Mumbai Leads Global South With Climate Action Week
In a strategic effort to elevate climate action beyond policy dialogue to practical, community-centred solutions, the inaugural Mumbai Climate Week (MCW) is set to convene from 17–19 February 2026, positioning the city as a Global South leadership platform for urgent climate engagement. The event will host delegations from over 30 countries, uniting governments, philanthropies, private sector leaders, civil society and innovators to advance inclusive climate strategies with global relevance.
Organised by Project Mumbai in partnership with the Government of Maharashtra and the Brihanmumbai Municipal Corporation (BMC), MCW aims to bridge global ambition with local urban reality, focusing on mitigation, adaptation and resilience. The three-day agenda will tackle pressing challenges in food systems, energy transition and urban resilience, reflecting both Mumbai’s climate vulnerabilities and its potential as a model for other cities across Asia, Africa and Latin America.Unlike traditional high-level summits dominated by technical negotiation, the Week emphasises citizen engagement, inclusivity, and actionable outcomes. A core theme will be people-centred solutions — from community dialogues and youth innovation showcases to climate storytelling and public artworks — that make the abstract contours of climate science tangible in everyday urban life.
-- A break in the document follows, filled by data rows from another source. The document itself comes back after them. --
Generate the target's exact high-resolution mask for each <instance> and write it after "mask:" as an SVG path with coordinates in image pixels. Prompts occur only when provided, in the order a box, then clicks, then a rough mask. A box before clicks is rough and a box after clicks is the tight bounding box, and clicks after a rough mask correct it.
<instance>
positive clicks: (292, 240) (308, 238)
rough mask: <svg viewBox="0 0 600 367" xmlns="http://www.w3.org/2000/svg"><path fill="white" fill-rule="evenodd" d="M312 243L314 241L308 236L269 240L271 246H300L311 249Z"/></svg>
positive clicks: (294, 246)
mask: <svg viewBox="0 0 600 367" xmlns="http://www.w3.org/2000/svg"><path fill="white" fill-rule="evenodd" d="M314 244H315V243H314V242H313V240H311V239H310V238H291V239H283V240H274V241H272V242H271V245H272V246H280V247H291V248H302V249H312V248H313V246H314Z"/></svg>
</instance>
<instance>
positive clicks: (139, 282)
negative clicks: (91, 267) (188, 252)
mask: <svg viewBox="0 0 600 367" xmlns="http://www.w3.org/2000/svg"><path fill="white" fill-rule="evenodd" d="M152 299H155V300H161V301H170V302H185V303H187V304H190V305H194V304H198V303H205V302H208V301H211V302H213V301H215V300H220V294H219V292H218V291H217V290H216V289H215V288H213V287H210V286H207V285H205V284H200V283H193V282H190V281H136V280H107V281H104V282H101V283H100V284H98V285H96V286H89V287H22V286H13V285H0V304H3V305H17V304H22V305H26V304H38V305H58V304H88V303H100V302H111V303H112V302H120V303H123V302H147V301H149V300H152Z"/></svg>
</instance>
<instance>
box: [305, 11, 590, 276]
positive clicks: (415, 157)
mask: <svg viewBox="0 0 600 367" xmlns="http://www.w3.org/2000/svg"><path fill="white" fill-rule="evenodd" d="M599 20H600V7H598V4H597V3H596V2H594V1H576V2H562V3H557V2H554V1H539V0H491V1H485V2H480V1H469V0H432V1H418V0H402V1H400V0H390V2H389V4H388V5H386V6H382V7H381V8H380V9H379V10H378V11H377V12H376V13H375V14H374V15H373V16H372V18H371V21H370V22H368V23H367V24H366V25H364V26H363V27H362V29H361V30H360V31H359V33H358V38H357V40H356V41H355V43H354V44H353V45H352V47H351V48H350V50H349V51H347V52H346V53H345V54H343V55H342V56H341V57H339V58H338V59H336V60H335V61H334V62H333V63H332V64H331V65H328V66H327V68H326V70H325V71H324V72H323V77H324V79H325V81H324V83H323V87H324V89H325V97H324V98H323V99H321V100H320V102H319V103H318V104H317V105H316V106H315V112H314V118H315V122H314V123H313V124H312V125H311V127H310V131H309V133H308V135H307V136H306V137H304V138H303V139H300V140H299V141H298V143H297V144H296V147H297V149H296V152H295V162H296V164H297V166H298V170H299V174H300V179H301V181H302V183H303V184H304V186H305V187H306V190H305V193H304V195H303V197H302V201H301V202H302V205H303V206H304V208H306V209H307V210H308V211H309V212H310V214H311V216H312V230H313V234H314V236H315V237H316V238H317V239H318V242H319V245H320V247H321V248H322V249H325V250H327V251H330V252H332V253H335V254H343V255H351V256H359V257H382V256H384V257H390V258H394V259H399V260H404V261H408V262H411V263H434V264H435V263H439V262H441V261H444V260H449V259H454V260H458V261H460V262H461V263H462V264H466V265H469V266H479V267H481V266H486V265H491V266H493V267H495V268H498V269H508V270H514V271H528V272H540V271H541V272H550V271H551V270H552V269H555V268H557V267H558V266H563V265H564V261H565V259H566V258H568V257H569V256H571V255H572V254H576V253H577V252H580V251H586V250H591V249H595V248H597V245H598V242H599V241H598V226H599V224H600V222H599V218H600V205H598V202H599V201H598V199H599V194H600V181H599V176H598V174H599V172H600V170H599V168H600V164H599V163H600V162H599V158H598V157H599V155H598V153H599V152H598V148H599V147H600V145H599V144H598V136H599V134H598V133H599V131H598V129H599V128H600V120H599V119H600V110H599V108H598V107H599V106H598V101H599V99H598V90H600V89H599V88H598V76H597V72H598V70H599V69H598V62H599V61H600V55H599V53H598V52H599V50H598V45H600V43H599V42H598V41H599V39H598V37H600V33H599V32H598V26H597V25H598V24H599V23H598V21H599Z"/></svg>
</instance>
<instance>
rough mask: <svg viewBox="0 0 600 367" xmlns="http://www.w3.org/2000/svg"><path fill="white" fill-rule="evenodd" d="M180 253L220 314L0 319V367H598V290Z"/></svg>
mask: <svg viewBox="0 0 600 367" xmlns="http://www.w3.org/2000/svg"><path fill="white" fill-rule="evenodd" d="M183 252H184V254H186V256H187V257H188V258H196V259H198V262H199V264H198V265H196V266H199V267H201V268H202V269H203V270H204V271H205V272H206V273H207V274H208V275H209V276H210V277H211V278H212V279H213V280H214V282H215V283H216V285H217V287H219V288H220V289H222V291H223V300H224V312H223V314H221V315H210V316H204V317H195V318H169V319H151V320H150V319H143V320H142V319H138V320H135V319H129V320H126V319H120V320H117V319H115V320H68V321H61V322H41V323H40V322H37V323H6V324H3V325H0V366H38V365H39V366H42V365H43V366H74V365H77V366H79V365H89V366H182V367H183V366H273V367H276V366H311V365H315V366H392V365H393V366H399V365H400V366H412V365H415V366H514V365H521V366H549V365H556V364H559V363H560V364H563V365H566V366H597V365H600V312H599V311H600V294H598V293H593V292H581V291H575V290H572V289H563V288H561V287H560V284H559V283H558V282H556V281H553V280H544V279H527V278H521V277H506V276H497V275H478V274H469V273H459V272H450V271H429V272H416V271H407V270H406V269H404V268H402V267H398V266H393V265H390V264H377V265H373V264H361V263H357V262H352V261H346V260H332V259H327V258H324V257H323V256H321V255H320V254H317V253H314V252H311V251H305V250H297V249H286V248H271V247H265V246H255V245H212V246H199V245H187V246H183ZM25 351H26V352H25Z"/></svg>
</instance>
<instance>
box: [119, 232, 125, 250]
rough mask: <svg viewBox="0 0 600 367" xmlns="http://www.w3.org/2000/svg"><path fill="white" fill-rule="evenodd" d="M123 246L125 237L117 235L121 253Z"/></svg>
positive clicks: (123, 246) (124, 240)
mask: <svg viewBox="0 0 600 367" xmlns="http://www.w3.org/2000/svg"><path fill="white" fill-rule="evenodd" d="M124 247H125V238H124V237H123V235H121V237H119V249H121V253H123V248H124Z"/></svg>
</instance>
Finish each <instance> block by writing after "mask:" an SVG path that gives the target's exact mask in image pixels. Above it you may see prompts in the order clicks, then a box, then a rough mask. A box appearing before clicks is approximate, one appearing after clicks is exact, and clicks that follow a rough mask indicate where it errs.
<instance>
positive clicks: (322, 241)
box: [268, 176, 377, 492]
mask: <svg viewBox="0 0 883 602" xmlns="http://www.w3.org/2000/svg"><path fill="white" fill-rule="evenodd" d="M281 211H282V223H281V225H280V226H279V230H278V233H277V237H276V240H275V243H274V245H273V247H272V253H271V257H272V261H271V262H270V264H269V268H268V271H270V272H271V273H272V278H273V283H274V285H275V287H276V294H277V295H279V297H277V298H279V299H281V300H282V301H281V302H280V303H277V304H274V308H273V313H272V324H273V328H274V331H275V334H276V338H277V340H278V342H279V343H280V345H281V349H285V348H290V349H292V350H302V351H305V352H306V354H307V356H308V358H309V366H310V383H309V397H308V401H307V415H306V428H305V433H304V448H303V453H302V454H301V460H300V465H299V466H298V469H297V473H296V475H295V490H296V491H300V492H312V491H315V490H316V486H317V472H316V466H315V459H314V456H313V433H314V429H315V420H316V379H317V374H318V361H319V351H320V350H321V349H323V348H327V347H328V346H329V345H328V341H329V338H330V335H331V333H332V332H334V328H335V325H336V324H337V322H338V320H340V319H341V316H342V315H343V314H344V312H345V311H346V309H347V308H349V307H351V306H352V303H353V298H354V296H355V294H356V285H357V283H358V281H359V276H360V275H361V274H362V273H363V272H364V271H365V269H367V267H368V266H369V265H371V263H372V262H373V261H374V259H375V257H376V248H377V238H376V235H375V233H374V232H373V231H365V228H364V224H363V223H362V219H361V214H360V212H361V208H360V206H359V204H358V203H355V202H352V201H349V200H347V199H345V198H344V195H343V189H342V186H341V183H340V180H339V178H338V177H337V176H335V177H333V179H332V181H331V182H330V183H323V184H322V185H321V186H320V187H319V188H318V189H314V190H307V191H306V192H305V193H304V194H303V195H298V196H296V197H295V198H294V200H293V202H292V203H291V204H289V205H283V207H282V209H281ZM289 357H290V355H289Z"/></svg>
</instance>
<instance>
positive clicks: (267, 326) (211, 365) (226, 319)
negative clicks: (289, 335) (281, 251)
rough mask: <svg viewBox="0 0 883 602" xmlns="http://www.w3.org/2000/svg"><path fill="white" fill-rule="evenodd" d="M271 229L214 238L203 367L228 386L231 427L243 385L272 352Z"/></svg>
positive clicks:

For Mumbai — a coastal megacity facing rising heat stress, monsoon flooding and air quality pressures — anchoring climate action in lived experience is both timely and pragmatic. Urban resilience initiatives within MCW include spotlighting heat mitigation strategies and showcasing local knowledge systems alongside global expertise. A dedicated short film on extreme heat and community impacts, screened ahead of the event, highlights the lived urgency of these issues.Crucially, MCW is also expanding the role of youth and women’s leadership in climate planning. Collaborations with UNICEF’s YuWaah platform and other partners will bring student-led innovation, e-waste awareness campaigns and youth green solution challenges into the core agenda, aiming to weave together social equity with climate science.
In addition to knowledge exchange, MCW includes initiatives such as the Climate Innovation Challenge, launched with the National Stock Exchange (NSE) to spotlight scalable climate solutions across mitigation, adaptation and finance. This multi-stage programme invites startups, researchers and civil society actors from the Global South to prototype, refine and scale solutions that can be deployed across heterogeneous urban contexts.Experts say the MCW model blends policy insight with bottom-up participation, an approach that resonates with the needs of cities in developing regions where governance capacity varies and climate impacts are immediate. By prioritising cross-sectoral partnerships — from public health to food security — MCW seeks to foreground integrated solutions that are socially equitable, economically viable and environmentally resilient.
As Mumbai steps into its role as host, planners and civic groups emphasise that long-term impact will depend on sustained follow-through, governance integration and robust financing for urban climate action. Implementing learnings from MCW — in concrete projects like green infrastructure, cooling solutions, transport decarbonisation and community resilience investments — will be crucial to cementing the city’s legacy as a climate leader in the Global South.